The Configure System Preferences page enables you to set up or change the basic aspects of your server. The page allows you to do the following:
Change the server user, the number of processes, listen queue size, proxy timeout, and timeout after interrupt for your proxy server
Enable DNS, ICP, proxy arrays, and parent arrays
The preference options are:
Server User. The Server User is the user account that the proxy uses. The user name you enter as the proxy server user should already exist as a normal user account. When the server starts, it runs as if it were started by this user.
If you want to avoid creating a new user account, you can choose an account used by another server running on the same host, or if you are running a UNIX proxy, you can choose the user nobody. However, on some systems the user nobody can own files but cannot run programs, which would make it unsuitable as the proxy user name.
On a UNIX system, all the processes that the proxy spawns are assigned to the server user account.
Processes. The Processes field shows how many processes are available to service requests. By default, the value is 1. Do not modify this setting unless required.
Listen Queue Size. The Listen Queue Size field specifies the maximum number of pending connections on a listen socket.
DNS. A Domain Name Service (DNS) restores IP addresses into host names. When a web browser connects to your server, the server gets only the client’s IP address, for example, 198.18.251.30. The server does not have the host name information, such as www.example.com. For access logging and access control, the server can resolve the IP address into a host name. On the Configure System Preferences page, you can tell the server whether or not to resolve IP addresses into host names.
ICP. The Internet Cache Protocol (ICP) is a message-passing protocol that enables caches to communicate with one another. Caches can use ICP to send queries and replies about the existence of cached URLs and about the best locations from which to retrieve those URLs. You can enable ICP on the Configure System Preferences page. For more information on ICP, see Routing Through ICP Neighborhoods.
Proxy Array. A proxy array is an array of proxies serving as one cache for the purposes of distributed caching. If you enable the proxy array option on the Configure System Preferences page, that means that the proxy server you are configuring is a member of a proxy array, and that all other members in the array are its siblings. For more information on using proxy arrays, see Routing Through Proxy Arrays.
Parent Array. A parent array is a proxy array that a proxy or proxy array member routes through. So, if a proxy routes through an upstream proxy array before accessing a remote server, the upstream proxy array is considered the parent array. For more information on using parent arrays with your proxy server, see Routing Through Parent Arrays.
Proxy Timeout. The proxy timeout is the maximum time between successive network data packets from the remote server before the proxy server times out the request. The default value for proxy timeout is 5 minutes.

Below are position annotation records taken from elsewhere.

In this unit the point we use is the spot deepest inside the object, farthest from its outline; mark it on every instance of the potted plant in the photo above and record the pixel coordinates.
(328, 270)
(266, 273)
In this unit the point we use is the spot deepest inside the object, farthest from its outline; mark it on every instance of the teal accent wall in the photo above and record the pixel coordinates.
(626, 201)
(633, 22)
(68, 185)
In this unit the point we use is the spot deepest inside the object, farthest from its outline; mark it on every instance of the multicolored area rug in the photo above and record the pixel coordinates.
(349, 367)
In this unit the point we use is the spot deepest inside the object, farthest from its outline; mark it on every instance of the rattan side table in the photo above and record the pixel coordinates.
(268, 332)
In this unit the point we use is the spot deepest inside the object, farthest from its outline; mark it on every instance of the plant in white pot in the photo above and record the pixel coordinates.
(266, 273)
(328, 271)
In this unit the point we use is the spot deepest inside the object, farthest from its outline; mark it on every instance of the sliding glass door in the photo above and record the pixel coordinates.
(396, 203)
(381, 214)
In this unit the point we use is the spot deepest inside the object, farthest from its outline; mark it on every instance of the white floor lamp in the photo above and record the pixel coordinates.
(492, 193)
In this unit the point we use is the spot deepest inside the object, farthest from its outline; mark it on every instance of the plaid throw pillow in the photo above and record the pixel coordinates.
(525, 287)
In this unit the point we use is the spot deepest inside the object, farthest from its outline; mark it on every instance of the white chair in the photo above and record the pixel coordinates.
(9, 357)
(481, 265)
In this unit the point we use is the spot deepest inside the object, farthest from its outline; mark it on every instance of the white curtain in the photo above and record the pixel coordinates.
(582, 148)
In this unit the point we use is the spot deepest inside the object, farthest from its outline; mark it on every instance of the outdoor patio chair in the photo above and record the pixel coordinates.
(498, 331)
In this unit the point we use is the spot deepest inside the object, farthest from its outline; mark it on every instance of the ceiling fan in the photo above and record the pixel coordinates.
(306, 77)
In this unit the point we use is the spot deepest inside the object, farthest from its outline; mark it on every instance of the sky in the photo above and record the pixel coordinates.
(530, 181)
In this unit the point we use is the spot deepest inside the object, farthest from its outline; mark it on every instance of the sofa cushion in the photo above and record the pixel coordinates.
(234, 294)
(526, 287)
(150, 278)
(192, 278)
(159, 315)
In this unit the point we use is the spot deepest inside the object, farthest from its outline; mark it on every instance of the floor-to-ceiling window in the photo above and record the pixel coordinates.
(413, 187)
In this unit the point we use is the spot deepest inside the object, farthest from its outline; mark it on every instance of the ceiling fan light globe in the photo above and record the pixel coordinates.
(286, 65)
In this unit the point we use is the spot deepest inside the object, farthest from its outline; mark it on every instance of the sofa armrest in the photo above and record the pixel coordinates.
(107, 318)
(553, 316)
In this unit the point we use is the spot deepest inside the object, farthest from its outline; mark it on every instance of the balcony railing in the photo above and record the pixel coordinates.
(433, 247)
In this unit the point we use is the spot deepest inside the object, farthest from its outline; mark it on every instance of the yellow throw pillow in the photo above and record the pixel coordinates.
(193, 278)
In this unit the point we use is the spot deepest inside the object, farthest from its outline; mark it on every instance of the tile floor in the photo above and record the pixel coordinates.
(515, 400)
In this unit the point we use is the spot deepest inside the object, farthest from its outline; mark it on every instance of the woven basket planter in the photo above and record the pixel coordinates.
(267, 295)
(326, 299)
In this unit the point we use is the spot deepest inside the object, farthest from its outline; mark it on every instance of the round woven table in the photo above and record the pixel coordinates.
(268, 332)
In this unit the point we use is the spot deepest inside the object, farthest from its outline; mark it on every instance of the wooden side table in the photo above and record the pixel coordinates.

When the remote server uses server-push and the delay between pages is longer than the proxy timeout, the connection could be terminated before the transmission is done. Instead, use client-pull, which sends multiple requests to the proxy.
Access the Server Manager and click the Preferences tab.
Click the Configure System Preferences link.
The Configure System Preferences page is displayed.
Change the options, and then click OK.
Click Restart Required.
The Apply Changes page is displayed.